Cellulose, hemicellulose and starch have been studied in the past as possible sources of raw materials for liquid fuels and chemicals.

Wood itself is since thousands of years an energy source. Biomass is used today to produce electricity, but electricity represents only 10% of the consumption of fossil fuels. It is therefore important to find a process to convert cellulose in liquid fuels, suitable for energy supply to transportation and industry, which represent 90% of the consumption of fossil fuels.

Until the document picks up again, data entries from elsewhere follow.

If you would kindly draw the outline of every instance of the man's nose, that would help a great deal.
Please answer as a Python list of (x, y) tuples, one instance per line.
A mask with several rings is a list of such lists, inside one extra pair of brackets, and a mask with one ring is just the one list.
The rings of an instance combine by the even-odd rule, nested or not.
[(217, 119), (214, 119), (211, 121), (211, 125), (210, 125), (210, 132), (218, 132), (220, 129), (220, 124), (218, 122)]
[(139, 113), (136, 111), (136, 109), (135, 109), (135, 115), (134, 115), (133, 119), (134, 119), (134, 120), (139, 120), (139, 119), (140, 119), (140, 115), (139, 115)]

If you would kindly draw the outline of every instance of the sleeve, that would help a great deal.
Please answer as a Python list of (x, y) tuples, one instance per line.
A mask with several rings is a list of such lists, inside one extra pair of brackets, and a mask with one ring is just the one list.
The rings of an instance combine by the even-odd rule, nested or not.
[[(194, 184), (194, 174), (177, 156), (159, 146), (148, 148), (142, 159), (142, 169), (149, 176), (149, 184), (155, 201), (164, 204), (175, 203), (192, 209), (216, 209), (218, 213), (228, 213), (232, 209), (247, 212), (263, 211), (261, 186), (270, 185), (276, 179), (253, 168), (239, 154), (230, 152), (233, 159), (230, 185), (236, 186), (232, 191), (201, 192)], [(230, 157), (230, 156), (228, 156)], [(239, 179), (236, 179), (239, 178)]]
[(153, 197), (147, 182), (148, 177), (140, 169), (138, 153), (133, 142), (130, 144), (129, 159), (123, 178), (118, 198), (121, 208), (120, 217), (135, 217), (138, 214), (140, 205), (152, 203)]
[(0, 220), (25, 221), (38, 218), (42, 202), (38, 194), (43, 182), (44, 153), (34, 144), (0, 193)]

The substitution of fossil fuels is also important because of the carbon dioxide which they produce by burning. Although cellulose also produces carbon dioxide by burning, the same quantity of carbon dioxide was taken out of the atmosphere by photosynthesis to produce cellulose.

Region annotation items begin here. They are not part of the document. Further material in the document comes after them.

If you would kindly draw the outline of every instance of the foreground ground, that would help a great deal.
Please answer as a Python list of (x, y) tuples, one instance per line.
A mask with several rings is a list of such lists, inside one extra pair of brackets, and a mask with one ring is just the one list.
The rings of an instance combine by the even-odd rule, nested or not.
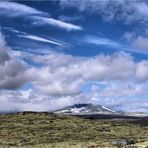
[(0, 115), (0, 147), (148, 148), (148, 119), (95, 120), (33, 112)]

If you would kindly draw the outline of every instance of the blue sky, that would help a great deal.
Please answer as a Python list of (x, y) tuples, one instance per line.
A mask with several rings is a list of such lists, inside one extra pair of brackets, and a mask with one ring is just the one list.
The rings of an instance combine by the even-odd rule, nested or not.
[(97, 103), (148, 112), (148, 2), (0, 2), (0, 111)]

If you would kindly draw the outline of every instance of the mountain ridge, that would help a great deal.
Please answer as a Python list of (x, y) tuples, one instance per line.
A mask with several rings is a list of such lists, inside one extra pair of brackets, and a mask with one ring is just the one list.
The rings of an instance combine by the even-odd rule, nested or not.
[(67, 106), (54, 111), (61, 114), (113, 114), (116, 111), (102, 105), (94, 105), (92, 103), (80, 103)]

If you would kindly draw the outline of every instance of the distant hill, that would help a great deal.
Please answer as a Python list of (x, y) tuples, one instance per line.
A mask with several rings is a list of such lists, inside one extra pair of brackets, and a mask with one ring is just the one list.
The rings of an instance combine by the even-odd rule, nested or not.
[(102, 105), (94, 105), (91, 103), (75, 104), (72, 106), (67, 106), (62, 109), (56, 110), (55, 113), (63, 114), (113, 114), (116, 113)]

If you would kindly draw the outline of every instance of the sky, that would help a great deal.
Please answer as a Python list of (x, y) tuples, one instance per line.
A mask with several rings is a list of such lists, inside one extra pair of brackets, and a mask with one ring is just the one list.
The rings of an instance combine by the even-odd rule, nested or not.
[(0, 2), (0, 112), (76, 103), (148, 113), (148, 1)]

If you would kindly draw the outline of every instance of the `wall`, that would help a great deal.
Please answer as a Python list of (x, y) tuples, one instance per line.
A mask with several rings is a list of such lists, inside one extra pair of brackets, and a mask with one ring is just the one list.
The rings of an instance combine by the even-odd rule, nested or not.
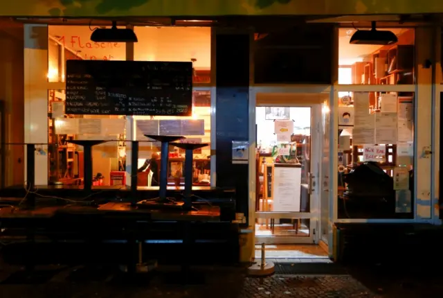
[[(19, 24), (3, 24), (0, 27), (0, 100), (2, 141), (24, 143), (24, 29)], [(2, 138), (3, 139), (3, 138)], [(1, 152), (1, 182), (4, 186), (20, 185), (24, 181), (23, 146), (6, 146)], [(3, 164), (4, 162), (4, 164)]]
[(232, 164), (233, 141), (248, 140), (248, 34), (216, 34), (217, 187), (236, 188), (238, 212), (248, 214), (248, 164)]

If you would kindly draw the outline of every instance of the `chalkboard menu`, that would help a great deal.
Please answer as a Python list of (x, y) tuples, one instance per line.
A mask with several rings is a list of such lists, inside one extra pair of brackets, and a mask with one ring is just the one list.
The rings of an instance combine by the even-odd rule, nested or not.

Although the carbon dioxide content on earth was up to 6000 ppm 100 million years ago, it decreased to 250 ppm in the nineteen century and increased again up to 380 ppm. This sharp increase in the last century is caused by burning fossil fuels and causes dramatic climate changes due to the greenhouse effect.

As a consequence, to convert cellulose into a liquid fuel is since decades a challenge for scientists, because the existing cars and trucks could drive with such a liquid biofuel without major changes in the motor.

The exhausting oil reserves and the political dependence on unstable countries producing oil is also a major problem today.

Electricity is produced today from nuclear or from renewable sources like wind, waves, rivers or photovoltaic, but these sources represent only 20-30% of electricity production. The rest is produced from fossil fuels.

The substitution of liquid fuels by electricity for transports creates a major problem of storage and transportation of electricity, which is technically possible, but far more expensive than the cellulose biofuels.

Because cellulose is renewable, abundant and not producing carbon dioxide by burning if photosynthesis is considered, there has been recent scientific work contained in the Bibliography of this patent application

3. DETAILED DESCRIPTION OF THE INVENTION

It is known that cellulose hydrolyses to glucose in a solvent consisting of N-Alkyl imidazolium chloride (NAIC) mixed with a small quantity of hydrochloric acid. However, under these reaction conditions, glucose dehydrates and produces an undesirable mixture of products.

We made the hydrolysis reaction in a mixture containing NMIC, hydrochloric acid and an alcohol. This alcohol reacted with glucose producing an acetal. In fact, glucose is in equilibrium between 2 forms, the linear form and the cyclic form containing a pyran ring. The pyran ring contains no aldehyde function, but an acetal with the corresponding carbon atom bound to the oxygen of an hydroxyl and the other oxygen atom located in the ring as an ether bond.

We found that the glucose molecules in the linear, open ring form are more reactive, as they contain the aldehyde function.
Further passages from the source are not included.